Invented by Dwight D. Eisenhower during his presidency, this principle helped him prioritise the many tasks he had by what was urgent and what was important. Now, over half a century later, many individuals, teams and businesses use this principle to work out where to focus their efforts first.
Prioritising your tasks by urgency and importance results in four quadrants with different working strategies for each. Sitting as a table that looks like:
First step for this process is to write out your to-do list somewhere, with as many big and little tasks you can think of. These tasks can range from ‘Finish and send sales pitch to so and so’ to those much loved ‘post-it note mosaics’. If this Matrix is for you, then you can even fill that list with personal reminders, such as to ‘book a coffee date with Ben’.
Got your list written out? Now it’s time to transfer it from that pretty, marble effect notebook into the matrix and decide whether you’re going to take the blue pill, or the red pill. Ayyy.
Nope, now you’re going to fill the matrix with your tasks by scoring them. You can do this by assigning them a number between 0 – 10 on how important and urgent the task is and then plotting it into the quadrants. This will give you very clear and defined things to action. Or, simply, you can put them into each quadrant without scoring, this will still result in similar looking quadrants, but without a structure of first, second and third in the important and urgent section. This is all down to how you work.
The tasks that sit in the urgent/important section are your ‘do first’ actions that you should really do today. For example, get that pitch doc finished and sent (deadline of 5pm), or getting a client’s report over to them.
The tasks to the right of that, not urgent/important would be tasks that you can schedule to do later. For example, defining a long term business strategy or, you know, that long-term plan to restart gym activities.

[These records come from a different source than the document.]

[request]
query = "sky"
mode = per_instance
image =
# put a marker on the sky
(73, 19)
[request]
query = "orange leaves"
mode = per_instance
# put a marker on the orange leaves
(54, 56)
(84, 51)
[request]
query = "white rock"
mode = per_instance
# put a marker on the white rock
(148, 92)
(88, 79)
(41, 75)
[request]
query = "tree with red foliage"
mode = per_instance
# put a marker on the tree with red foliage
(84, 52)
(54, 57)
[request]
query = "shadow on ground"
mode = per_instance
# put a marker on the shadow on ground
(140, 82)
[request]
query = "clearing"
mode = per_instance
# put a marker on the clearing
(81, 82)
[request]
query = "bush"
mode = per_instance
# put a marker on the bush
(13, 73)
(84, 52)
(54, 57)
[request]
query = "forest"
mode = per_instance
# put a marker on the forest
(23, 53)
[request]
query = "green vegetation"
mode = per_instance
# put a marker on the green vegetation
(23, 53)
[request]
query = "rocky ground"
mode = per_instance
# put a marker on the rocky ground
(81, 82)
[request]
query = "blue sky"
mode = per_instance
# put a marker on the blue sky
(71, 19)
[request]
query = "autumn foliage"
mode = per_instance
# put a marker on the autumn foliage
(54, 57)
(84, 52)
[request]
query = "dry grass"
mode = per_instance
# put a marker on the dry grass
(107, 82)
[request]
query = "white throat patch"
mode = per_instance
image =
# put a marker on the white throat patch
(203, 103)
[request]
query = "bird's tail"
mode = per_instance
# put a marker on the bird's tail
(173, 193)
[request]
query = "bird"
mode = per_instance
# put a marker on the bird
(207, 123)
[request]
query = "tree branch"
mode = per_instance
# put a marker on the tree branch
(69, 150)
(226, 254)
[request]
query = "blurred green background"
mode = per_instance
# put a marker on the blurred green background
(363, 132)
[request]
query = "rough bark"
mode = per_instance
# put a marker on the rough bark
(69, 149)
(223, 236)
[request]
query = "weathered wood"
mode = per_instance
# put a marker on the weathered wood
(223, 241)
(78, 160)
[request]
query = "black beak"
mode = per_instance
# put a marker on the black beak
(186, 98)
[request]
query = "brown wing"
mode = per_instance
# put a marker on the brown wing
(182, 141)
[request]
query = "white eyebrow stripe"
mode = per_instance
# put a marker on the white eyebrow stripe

In the not important/urgent section you would place tasks that you should look to delegate to others. You shouldn’t use this as a way to get the meh tasks off your list and onto someone else’s, as tempting as that may sound. For example, booking travel to your client meeting or putting in an order for a load more post-it notes.
not important/not urgent
Last, but not least (well, by definition, maybe least…), the not important/not urgent section. Here is where you filter out the time wasters. These, unfortunately, are probably the things you LOVE to do or do the most. For example, checking social media just to see ‘what’s happening’, or sorting through your desk drawers because they’re overflowing.
Head Boy recommends: check out Google Garage’s bonus material on productivity at work.
When it comes to being more productive with your workload, follow one, or both of these methods and watch as that checklist gets ticked off faster and more efficiently.